Recently, I've been craving muffins. I get the status updates on Facebook from the Ula Cafe in JP, and as a result, sometimes even have dreams about baked goods. Their muffin this morning was pear pecan, and I loved it so much that I made it my project for the evening : ) I also really wanted "the dome" and finally figured it out! It's all about the brown sugar on top...
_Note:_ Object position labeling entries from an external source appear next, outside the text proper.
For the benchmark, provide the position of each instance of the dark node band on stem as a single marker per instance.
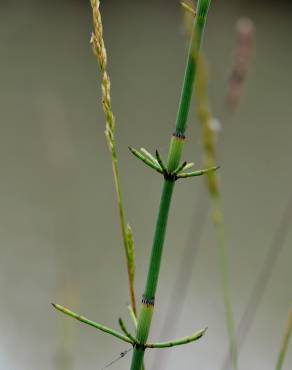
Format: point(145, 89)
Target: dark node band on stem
point(179, 135)
point(148, 302)
point(139, 346)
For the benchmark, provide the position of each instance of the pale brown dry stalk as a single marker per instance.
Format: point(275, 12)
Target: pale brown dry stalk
point(99, 50)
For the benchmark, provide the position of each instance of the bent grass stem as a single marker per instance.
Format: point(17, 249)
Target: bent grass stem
point(99, 51)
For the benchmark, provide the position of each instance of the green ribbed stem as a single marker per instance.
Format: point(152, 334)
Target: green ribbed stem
point(174, 157)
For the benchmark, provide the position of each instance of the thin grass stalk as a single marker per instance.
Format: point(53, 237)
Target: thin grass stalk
point(284, 347)
point(209, 143)
point(99, 50)
point(175, 151)
point(263, 278)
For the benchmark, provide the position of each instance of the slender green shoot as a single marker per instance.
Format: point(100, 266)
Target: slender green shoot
point(180, 168)
point(96, 325)
point(188, 8)
point(150, 156)
point(178, 342)
point(160, 161)
point(174, 156)
point(99, 50)
point(185, 175)
point(285, 343)
point(145, 159)
point(209, 140)
point(133, 316)
point(125, 330)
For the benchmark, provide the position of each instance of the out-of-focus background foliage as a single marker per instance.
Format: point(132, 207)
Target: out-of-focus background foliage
point(60, 238)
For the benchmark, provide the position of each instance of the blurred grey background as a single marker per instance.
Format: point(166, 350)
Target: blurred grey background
point(60, 237)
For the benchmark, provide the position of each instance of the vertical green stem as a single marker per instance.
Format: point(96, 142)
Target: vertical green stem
point(175, 151)
point(285, 343)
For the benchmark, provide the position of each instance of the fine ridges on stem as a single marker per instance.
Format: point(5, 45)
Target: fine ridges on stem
point(174, 156)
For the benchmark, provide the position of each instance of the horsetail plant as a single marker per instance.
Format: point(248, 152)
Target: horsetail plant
point(171, 172)
point(284, 346)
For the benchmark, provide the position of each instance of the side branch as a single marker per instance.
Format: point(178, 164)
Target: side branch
point(92, 323)
point(178, 342)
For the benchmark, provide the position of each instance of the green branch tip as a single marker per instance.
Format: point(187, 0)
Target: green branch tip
point(145, 159)
point(188, 8)
point(180, 168)
point(132, 316)
point(178, 342)
point(184, 175)
point(96, 325)
point(149, 155)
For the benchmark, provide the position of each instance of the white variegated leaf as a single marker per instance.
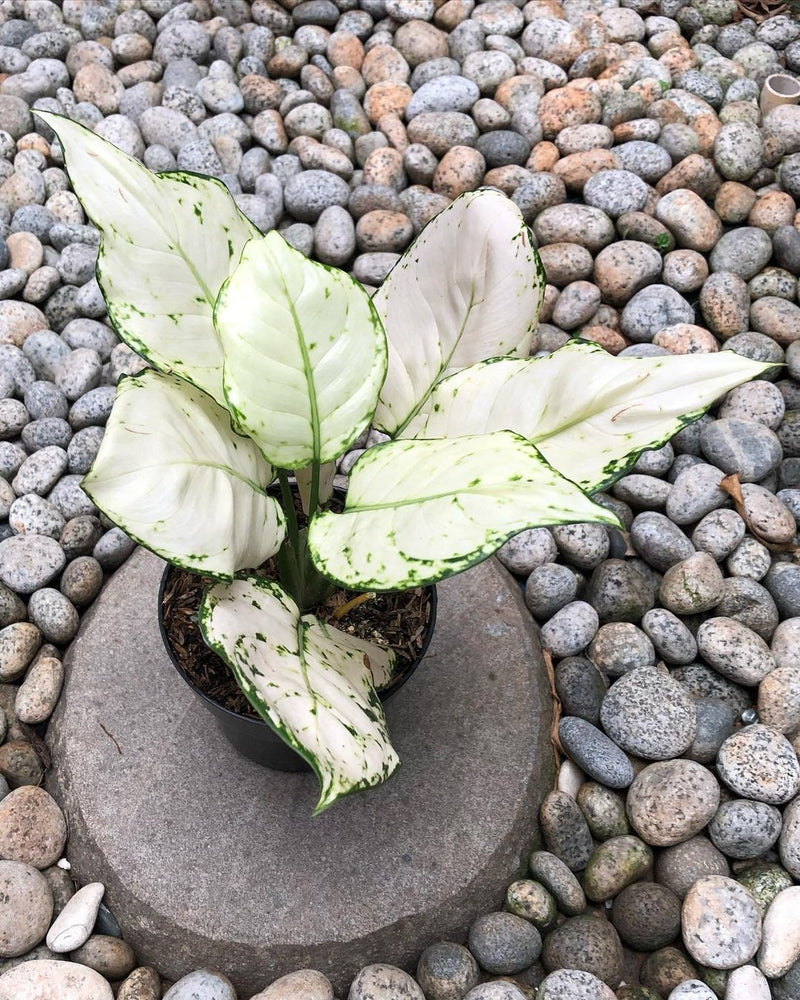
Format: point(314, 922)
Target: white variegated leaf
point(310, 682)
point(420, 511)
point(305, 477)
point(590, 414)
point(305, 354)
point(169, 242)
point(175, 477)
point(381, 660)
point(469, 288)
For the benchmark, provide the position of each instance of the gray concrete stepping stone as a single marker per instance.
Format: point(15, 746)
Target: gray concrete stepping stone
point(211, 860)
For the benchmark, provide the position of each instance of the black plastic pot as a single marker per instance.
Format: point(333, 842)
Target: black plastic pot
point(253, 738)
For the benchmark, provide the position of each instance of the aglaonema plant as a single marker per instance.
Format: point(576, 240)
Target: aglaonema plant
point(265, 363)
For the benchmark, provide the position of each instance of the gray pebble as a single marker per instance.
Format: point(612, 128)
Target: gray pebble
point(54, 615)
point(750, 450)
point(660, 542)
point(559, 881)
point(581, 688)
point(527, 550)
point(620, 647)
point(692, 586)
point(743, 251)
point(595, 753)
point(672, 640)
point(743, 828)
point(503, 943)
point(113, 548)
point(549, 588)
point(564, 829)
point(40, 472)
point(695, 493)
point(49, 431)
point(719, 533)
point(28, 562)
point(34, 514)
point(715, 723)
point(649, 714)
point(570, 630)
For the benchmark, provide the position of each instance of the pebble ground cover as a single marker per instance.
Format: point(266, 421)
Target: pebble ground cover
point(664, 207)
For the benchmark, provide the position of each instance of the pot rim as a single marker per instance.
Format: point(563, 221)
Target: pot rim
point(384, 695)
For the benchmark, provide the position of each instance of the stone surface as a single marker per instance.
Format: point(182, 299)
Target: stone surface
point(461, 811)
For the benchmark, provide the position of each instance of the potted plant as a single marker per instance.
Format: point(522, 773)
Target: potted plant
point(265, 363)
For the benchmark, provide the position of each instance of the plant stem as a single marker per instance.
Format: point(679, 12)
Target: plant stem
point(288, 509)
point(313, 503)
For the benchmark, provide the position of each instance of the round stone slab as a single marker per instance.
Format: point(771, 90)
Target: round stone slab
point(211, 860)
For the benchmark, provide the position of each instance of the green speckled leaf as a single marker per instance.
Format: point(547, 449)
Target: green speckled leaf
point(305, 354)
point(172, 473)
point(420, 511)
point(311, 683)
point(169, 242)
point(590, 414)
point(469, 288)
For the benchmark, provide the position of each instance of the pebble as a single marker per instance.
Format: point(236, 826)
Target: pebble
point(758, 762)
point(66, 980)
point(671, 801)
point(32, 827)
point(573, 984)
point(74, 924)
point(693, 585)
point(747, 983)
point(38, 693)
point(620, 647)
point(614, 864)
point(496, 989)
point(26, 906)
point(745, 829)
point(672, 640)
point(695, 493)
point(751, 451)
point(734, 650)
point(53, 614)
point(112, 957)
point(659, 541)
point(597, 755)
point(694, 225)
point(565, 831)
point(587, 943)
point(581, 687)
point(649, 714)
point(18, 644)
point(203, 984)
point(144, 983)
point(721, 923)
point(445, 971)
point(604, 810)
point(503, 943)
point(647, 916)
point(529, 900)
point(559, 881)
point(568, 632)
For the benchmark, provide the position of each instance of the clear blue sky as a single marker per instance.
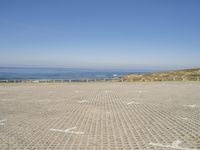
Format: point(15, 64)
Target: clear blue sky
point(128, 34)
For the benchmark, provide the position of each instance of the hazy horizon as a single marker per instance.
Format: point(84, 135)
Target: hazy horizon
point(155, 35)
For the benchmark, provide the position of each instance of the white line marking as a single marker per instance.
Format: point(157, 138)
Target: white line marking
point(2, 122)
point(133, 102)
point(43, 100)
point(83, 101)
point(67, 130)
point(184, 118)
point(175, 145)
point(140, 91)
point(192, 106)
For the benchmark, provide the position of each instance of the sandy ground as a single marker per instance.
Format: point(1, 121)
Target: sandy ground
point(105, 116)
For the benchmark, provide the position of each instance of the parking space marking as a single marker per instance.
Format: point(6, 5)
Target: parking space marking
point(67, 130)
point(174, 145)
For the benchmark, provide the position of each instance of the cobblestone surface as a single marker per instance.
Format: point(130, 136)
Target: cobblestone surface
point(104, 116)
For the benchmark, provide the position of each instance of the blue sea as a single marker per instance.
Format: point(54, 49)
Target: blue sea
point(59, 74)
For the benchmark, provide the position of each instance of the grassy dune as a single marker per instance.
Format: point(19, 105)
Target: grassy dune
point(179, 75)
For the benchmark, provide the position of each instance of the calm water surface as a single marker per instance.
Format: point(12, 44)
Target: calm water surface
point(58, 73)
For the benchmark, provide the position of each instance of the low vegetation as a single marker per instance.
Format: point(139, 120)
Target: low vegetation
point(179, 75)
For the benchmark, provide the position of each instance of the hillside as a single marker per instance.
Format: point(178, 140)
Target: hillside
point(179, 75)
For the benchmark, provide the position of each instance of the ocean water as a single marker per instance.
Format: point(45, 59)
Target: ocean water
point(59, 74)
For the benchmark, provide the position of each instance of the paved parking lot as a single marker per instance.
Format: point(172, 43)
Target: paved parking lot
point(102, 116)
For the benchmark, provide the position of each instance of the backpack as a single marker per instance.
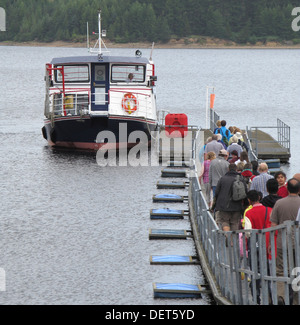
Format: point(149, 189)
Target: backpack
point(238, 189)
point(224, 136)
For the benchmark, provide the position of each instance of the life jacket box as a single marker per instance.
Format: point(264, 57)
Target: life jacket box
point(176, 125)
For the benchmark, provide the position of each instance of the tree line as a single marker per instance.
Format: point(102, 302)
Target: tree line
point(240, 21)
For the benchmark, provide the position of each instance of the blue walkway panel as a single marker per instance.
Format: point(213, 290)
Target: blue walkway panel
point(173, 260)
point(169, 198)
point(178, 290)
point(173, 185)
point(167, 214)
point(173, 172)
point(169, 234)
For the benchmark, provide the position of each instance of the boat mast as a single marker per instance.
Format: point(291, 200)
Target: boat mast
point(99, 41)
point(100, 31)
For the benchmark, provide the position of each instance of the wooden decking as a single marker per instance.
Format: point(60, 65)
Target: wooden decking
point(267, 147)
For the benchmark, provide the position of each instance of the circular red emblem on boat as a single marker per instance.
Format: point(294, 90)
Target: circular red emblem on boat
point(129, 103)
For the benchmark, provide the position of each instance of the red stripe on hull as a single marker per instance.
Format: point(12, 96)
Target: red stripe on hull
point(93, 146)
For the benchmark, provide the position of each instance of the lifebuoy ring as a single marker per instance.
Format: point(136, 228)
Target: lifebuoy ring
point(129, 103)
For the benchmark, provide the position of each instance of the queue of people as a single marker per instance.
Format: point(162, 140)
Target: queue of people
point(268, 200)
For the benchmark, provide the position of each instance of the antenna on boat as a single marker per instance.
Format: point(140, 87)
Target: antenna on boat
point(152, 51)
point(99, 42)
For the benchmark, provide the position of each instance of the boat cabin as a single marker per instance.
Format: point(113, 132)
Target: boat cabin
point(100, 86)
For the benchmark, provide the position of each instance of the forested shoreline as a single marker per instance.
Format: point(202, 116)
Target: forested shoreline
point(239, 21)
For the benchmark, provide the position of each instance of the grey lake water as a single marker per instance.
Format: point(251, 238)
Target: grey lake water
point(72, 232)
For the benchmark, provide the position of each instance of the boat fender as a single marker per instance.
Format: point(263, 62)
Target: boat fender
point(44, 133)
point(53, 136)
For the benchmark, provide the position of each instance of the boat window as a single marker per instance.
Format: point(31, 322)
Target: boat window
point(73, 73)
point(128, 73)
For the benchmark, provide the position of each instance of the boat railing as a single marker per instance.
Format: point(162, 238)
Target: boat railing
point(80, 102)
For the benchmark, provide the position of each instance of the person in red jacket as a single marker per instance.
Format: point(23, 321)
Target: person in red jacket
point(259, 217)
point(282, 185)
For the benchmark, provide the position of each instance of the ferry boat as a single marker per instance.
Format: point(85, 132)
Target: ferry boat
point(100, 100)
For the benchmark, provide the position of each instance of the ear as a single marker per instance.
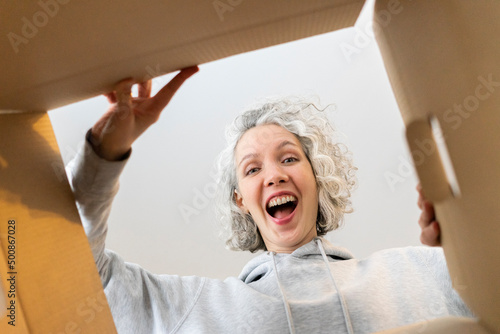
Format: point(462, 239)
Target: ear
point(239, 201)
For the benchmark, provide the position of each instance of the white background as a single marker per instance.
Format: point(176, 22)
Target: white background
point(172, 163)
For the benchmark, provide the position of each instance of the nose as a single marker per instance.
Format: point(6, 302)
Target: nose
point(275, 176)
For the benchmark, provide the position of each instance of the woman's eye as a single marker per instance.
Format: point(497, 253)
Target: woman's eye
point(252, 170)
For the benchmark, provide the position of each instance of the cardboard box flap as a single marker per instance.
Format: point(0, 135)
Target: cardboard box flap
point(443, 64)
point(57, 52)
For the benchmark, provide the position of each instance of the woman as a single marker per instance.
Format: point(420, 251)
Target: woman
point(283, 185)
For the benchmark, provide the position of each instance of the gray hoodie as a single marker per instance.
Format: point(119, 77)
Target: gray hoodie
point(319, 288)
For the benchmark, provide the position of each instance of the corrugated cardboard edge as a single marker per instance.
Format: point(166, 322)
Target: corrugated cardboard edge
point(57, 287)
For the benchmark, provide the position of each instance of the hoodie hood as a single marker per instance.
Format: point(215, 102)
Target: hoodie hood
point(262, 264)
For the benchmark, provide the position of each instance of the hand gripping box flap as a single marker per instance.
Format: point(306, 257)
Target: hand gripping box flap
point(55, 52)
point(444, 66)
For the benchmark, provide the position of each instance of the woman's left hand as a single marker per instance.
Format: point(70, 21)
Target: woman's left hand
point(431, 232)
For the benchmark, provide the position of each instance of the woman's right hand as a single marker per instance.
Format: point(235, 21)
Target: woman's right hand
point(128, 117)
point(431, 232)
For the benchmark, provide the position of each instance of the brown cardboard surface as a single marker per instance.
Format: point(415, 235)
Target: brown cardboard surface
point(443, 61)
point(450, 325)
point(55, 52)
point(54, 284)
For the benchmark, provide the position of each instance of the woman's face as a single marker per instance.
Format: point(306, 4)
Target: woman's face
point(277, 187)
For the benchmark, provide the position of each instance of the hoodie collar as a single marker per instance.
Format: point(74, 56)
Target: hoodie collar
point(261, 264)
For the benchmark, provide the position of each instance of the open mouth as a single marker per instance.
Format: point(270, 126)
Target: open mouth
point(281, 206)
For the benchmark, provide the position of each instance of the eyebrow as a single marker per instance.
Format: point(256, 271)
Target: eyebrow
point(254, 155)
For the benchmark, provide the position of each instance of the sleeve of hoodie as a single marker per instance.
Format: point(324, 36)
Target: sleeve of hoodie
point(141, 302)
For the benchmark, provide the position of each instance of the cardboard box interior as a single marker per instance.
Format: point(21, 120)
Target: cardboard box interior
point(57, 52)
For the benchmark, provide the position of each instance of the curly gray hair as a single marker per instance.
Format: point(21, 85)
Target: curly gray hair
point(330, 161)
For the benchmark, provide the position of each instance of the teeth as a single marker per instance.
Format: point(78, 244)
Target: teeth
point(281, 200)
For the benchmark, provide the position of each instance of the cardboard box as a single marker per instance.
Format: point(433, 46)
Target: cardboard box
point(443, 63)
point(57, 52)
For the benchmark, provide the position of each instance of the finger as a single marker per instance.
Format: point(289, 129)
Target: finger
point(145, 89)
point(431, 235)
point(111, 97)
point(163, 97)
point(123, 91)
point(427, 215)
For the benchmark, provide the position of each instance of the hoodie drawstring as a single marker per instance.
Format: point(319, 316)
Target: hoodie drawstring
point(341, 296)
point(285, 301)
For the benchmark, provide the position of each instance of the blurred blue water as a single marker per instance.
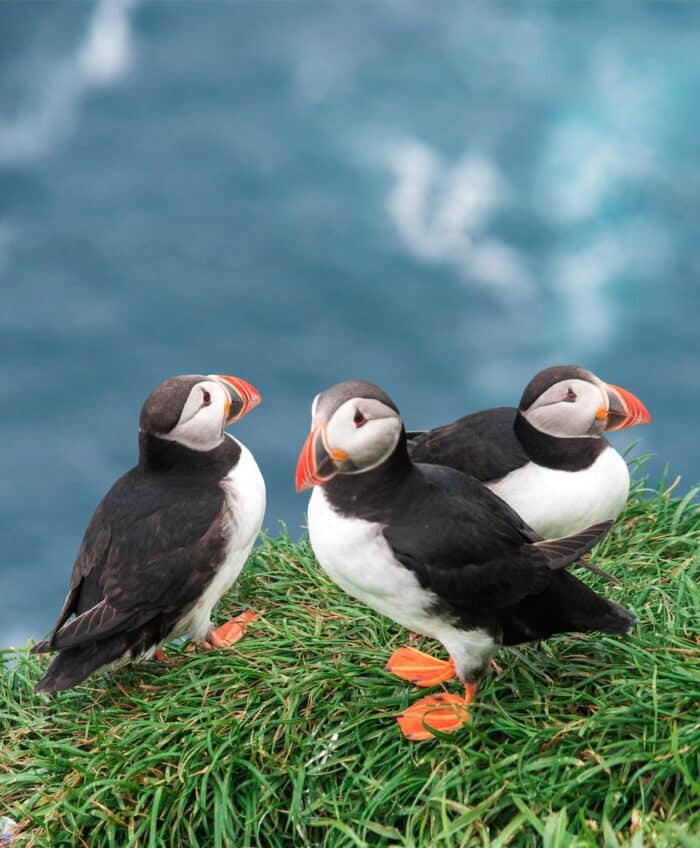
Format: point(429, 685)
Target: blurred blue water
point(441, 199)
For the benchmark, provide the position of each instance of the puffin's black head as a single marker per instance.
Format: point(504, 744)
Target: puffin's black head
point(566, 400)
point(193, 410)
point(355, 426)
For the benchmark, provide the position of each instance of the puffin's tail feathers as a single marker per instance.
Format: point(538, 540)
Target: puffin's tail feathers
point(563, 552)
point(566, 606)
point(72, 665)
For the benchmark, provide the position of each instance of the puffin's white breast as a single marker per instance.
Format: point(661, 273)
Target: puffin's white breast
point(244, 491)
point(356, 556)
point(559, 503)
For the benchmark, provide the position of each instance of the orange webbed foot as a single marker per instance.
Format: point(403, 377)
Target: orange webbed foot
point(444, 713)
point(419, 668)
point(228, 633)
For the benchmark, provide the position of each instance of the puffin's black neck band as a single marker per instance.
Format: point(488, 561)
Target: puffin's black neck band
point(161, 455)
point(364, 495)
point(563, 454)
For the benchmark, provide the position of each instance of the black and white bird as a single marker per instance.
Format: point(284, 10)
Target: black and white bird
point(548, 458)
point(436, 551)
point(169, 538)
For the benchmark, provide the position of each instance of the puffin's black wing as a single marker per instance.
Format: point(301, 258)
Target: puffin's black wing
point(470, 548)
point(149, 550)
point(482, 444)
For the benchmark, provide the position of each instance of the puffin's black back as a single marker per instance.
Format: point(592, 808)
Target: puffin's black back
point(150, 547)
point(483, 444)
point(486, 567)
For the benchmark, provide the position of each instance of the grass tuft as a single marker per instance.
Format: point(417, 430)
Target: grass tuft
point(289, 737)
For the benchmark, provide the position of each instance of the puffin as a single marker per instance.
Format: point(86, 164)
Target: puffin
point(436, 551)
point(548, 458)
point(168, 540)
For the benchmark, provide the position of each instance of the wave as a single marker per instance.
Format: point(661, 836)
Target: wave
point(103, 57)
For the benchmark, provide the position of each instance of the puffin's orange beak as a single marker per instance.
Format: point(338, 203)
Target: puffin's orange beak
point(241, 400)
point(316, 464)
point(624, 409)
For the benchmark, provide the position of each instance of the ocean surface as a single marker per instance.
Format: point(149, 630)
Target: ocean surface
point(443, 198)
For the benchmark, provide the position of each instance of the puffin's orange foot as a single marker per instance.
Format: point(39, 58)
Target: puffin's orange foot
point(419, 668)
point(227, 634)
point(444, 713)
point(230, 632)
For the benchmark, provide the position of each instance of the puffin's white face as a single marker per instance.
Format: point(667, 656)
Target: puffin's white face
point(354, 428)
point(203, 417)
point(571, 408)
point(192, 410)
point(362, 431)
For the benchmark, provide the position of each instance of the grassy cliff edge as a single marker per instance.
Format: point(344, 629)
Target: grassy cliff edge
point(289, 737)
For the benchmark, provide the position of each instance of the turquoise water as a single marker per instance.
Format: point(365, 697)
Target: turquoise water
point(443, 200)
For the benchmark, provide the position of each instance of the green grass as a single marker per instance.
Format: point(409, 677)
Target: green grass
point(289, 738)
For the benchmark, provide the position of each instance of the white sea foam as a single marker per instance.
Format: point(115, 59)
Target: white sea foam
point(442, 214)
point(102, 58)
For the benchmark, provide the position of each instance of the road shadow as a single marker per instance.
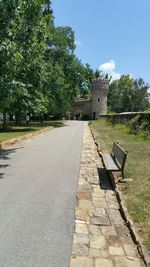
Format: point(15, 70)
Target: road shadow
point(5, 154)
point(104, 180)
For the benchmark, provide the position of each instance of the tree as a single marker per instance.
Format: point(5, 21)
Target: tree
point(128, 95)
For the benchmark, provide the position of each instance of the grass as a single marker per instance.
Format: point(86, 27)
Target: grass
point(137, 192)
point(13, 131)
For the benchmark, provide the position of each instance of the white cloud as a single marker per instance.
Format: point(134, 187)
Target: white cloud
point(109, 68)
point(78, 43)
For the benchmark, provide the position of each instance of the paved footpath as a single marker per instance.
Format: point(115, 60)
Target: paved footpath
point(38, 198)
point(101, 238)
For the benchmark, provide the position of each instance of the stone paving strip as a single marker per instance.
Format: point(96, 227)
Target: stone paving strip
point(101, 238)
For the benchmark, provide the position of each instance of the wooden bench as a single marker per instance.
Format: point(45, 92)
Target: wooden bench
point(115, 161)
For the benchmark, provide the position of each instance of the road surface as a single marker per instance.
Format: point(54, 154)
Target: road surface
point(38, 182)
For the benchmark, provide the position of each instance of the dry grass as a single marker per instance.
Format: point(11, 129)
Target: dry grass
point(137, 192)
point(13, 131)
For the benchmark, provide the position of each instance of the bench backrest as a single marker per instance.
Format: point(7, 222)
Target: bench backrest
point(119, 155)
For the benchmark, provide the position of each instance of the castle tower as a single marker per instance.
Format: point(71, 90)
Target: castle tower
point(100, 88)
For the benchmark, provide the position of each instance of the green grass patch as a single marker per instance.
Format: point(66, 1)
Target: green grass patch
point(137, 192)
point(13, 131)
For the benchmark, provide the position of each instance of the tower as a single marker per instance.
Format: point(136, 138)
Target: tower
point(100, 88)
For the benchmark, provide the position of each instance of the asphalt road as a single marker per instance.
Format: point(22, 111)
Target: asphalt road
point(38, 182)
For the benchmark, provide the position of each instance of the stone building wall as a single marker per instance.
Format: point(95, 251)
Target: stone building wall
point(97, 105)
point(100, 89)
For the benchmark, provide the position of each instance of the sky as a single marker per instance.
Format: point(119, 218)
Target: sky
point(111, 35)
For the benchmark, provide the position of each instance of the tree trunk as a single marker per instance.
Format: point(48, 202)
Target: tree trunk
point(18, 118)
point(4, 120)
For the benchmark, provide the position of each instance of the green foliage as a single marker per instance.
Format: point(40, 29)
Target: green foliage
point(39, 72)
point(128, 95)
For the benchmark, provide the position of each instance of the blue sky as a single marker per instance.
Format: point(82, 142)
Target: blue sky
point(113, 35)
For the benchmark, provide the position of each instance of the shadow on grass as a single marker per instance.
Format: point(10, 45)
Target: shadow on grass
point(104, 180)
point(5, 155)
point(31, 127)
point(1, 175)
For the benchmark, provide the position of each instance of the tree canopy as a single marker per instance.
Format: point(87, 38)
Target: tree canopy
point(39, 71)
point(128, 95)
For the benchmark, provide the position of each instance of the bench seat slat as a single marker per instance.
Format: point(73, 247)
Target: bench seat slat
point(109, 162)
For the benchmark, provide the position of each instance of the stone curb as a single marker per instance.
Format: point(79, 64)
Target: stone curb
point(141, 248)
point(14, 141)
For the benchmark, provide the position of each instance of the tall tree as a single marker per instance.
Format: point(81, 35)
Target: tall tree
point(128, 95)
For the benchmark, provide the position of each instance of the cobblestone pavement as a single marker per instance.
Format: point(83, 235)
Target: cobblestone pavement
point(101, 238)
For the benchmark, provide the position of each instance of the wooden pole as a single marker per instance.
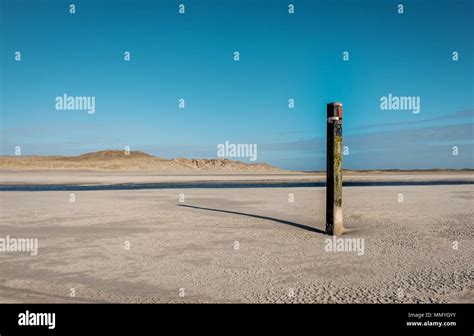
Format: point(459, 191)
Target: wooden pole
point(334, 223)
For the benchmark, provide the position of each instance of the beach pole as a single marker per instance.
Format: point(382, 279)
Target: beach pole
point(334, 224)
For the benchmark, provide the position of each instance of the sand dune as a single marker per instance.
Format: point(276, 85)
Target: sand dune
point(115, 160)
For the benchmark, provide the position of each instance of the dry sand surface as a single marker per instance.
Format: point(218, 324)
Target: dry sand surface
point(113, 177)
point(408, 254)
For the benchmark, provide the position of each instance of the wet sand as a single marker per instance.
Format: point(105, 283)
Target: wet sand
point(186, 252)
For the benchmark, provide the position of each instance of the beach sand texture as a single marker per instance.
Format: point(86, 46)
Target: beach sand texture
point(185, 252)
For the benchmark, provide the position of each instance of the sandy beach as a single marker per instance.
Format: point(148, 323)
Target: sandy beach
point(234, 245)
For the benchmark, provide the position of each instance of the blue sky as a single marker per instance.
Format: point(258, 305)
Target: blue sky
point(282, 56)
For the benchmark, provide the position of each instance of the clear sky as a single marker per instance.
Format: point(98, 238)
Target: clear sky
point(282, 57)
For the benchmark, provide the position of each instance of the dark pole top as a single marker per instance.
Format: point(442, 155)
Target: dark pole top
point(334, 111)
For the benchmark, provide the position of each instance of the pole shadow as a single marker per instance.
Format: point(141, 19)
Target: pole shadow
point(300, 226)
Note on 7/19/10: Since making this muffin, it's gone from pear-pecan to blueberry-almond to ginger peach. It works with anything you've got!
Ingredients:
1 cup miller's wheat bran
2/3 cup whole wheat flour
2/3 cup all purpose flour
1 1/4 teaspoon baking soda
1/8 teaspoon salt
1 cup buttermilk
2/3 cup honey (or less, to taste)
1/2 cup canola oil (a smidge less will also do)
1 egg
1 teaspoon vanilla
1 and 1/2 ripe pears
20 pecans, chopped
2 tablespoons raw brown sugar, for the tops
Mix dry ingredients in a mixing bowl. In a separate bowl, mix the wet ingredients together, and gently wisk until mixture is light and fluffy. Pour the wet ingredients into the dry -- you might think the ratio is off, but muffins usually have a higher liquid content than other baked goods; just be careful not to stir too much. In fact, before you stir, spoon in your diced pears and chopped pecans, and then give the mixture about 15 swirls. It's ready to be baked! Spoon the mixture in a muffin tin of your choice -- I used a crown muffin tin (because I really wanted the top!) but imagine that the top would rise with a standard pan as well. I filled my crown tin pretty much to the top, and the muffins rose almost 3/4" out of the pan, if that is any indication. Sprinkle the tops of the muffins with about 1 teaspoon each of raw brown sugar.
Bake at 375 for a good twenty minutes, or until tops are golden. Makes exactly six large muffins.